13. The electronic device of claim 8, wherein the context information indicates at least one of:

text content generated based on historical speech content associated with the speech sample;

scenario information for describing a dialogue scenario associated with the speech sample; or

object information for describing at least one object associated with the speech sample.

14. The electronic device according to claim 8, wherein the speech recognition model comprises an encoding unit, a conversion unit and a language model, and the operations further comprise:

obtaining target speech content to be processed and target context information associated with the target speech content;

generating, using the encoding unit and the conversion unit, a speech feature sequence corresponding to the target speech content;

constructing an input feature sequence based on the speech feature sequence, a context feature sequence, and a guidance feature sequence, the context feature sequence corresponding to the target context information, and the guidance feature sequence corresponding to a predetermined guidance item; and

processing the input feature sequence using the language model to generate a speech recognition result for the target speech content.

15. A non-transitory computer-readable storage medium having a computer program stored thereon, the computer program executable by at least one processor to implement operations comprising:

obtaining training data, the training data comprising a speech sample, context information associated with the speech sample, and annotation text corresponding to the speech sample;

determining a first output probability corresponding to the annotation text by processing a first feature sequence using a speech recognition model, wherein the first feature sequence is constructed based on the speech sample and the context information;

determining a second output probability corresponding to the annotation text by processing a second feature sequence using the speech recognition model, wherein the second feature sequence is constructed based on the speech sample and is independent of the context information; and

determining a training loss based on at least a difference between the first output probability and the second output probability to adjust a parameter of the speech recognition model.

16. The non-transitory computer-readable storage medium of claim 15, wherein the operations further comprise:

providing the annotation text to a text generation model to generate description text about the annotation text; and

constructing the context information corresponding to the speech sample based on the description text.

17. The non-transitory computer-readable storage medium according to claim 15, wherein the speech recognition model comprises a language model, and the first output probability or the second output probability indicates a probability of a target token, determined by the language model, corresponding to the annotation text.

18. The non-transitory computer-readable storage medium of claim 15, wherein determining the training loss based on at least the difference between the first output probability and the second output probability comprises:

constructing the training loss based on the difference between the first output probability and the second output probability, the training loss comprising: a first portion corresponding to the first output probability, a second portion corresponding to the second output probability, and a third portion corresponding to the difference.

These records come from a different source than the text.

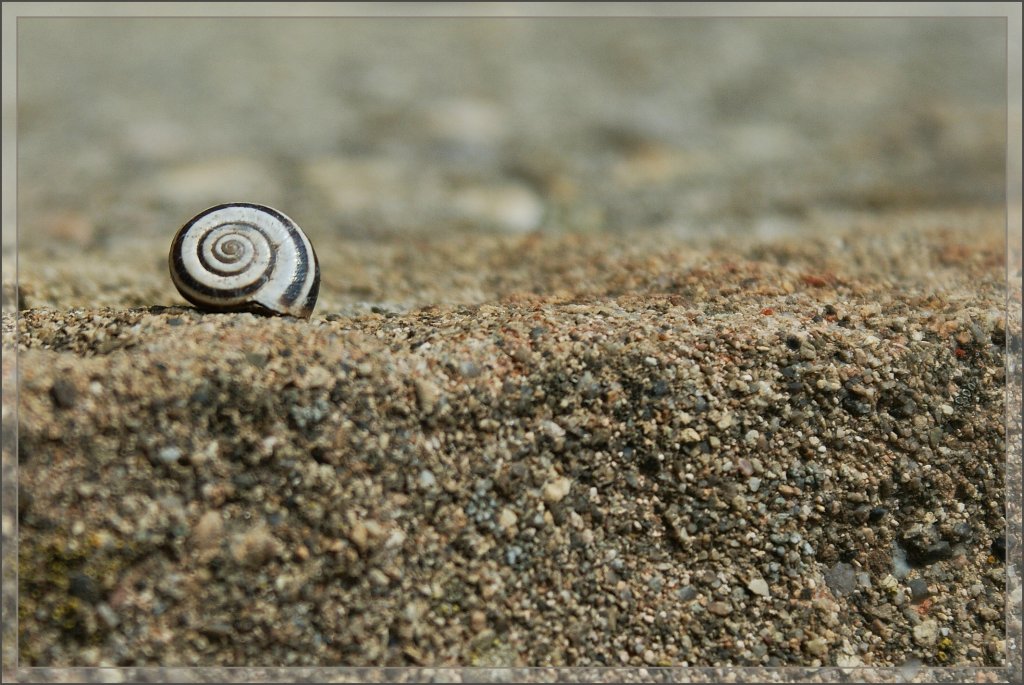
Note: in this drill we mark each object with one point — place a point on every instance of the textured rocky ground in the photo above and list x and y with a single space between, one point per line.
770 455
590 383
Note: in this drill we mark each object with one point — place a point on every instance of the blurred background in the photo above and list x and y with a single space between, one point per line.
377 128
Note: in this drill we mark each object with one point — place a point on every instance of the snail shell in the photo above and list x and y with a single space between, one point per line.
245 257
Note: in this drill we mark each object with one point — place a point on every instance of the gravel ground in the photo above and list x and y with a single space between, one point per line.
767 456
639 344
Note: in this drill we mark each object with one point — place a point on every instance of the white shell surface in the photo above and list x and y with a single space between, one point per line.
232 257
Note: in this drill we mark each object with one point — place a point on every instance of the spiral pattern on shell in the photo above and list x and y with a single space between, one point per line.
245 257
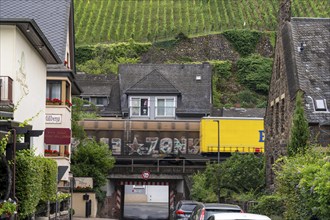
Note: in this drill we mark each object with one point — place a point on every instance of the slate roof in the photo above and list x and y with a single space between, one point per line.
153 83
101 85
177 79
52 16
244 112
311 54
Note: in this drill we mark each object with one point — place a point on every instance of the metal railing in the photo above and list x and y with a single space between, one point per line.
159 165
230 149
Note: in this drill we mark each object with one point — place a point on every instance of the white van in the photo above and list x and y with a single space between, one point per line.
237 216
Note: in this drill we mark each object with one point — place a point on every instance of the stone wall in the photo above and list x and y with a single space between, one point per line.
280 108
210 47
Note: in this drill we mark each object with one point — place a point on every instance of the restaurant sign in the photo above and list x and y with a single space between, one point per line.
58 136
53 119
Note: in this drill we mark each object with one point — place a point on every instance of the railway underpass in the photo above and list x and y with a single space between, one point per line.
143 176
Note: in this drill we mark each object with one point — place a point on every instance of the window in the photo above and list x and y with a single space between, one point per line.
320 105
165 106
53 89
58 89
139 106
98 101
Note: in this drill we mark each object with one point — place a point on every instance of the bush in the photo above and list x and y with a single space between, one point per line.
255 72
28 182
221 68
270 205
303 181
244 41
49 177
105 58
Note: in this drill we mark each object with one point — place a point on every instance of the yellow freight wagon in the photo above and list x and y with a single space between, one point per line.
231 135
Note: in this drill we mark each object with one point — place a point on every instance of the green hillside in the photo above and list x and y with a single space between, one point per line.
109 21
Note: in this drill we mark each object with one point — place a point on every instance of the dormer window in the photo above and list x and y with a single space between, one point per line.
165 106
320 105
139 106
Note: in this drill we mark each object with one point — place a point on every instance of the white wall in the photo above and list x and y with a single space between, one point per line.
26 67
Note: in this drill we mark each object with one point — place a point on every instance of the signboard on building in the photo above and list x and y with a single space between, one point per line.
83 182
58 136
53 119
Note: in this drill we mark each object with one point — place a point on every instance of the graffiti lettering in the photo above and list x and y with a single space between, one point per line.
154 146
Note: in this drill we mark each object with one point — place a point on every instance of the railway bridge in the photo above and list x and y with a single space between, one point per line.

19. The non-transitory computer-readable storage medium of claim 15, wherein the difference comprises:

a Jensen-Shannon (JS) divergence determined based on the first output probability and the second output probability; or

a Kullback-Leibler (KL) divergence determined based on the first output probability and the second output probability.

20. The non-transitory computer-readable storage medium of claim 15, wherein the context information indicates at least one of:

text content generated based on historical speech content associated with the speech sample;

scenario information for describing a dialogue scenario associated with the speech sample; or

object information for describing at least one object associated with the speech sample.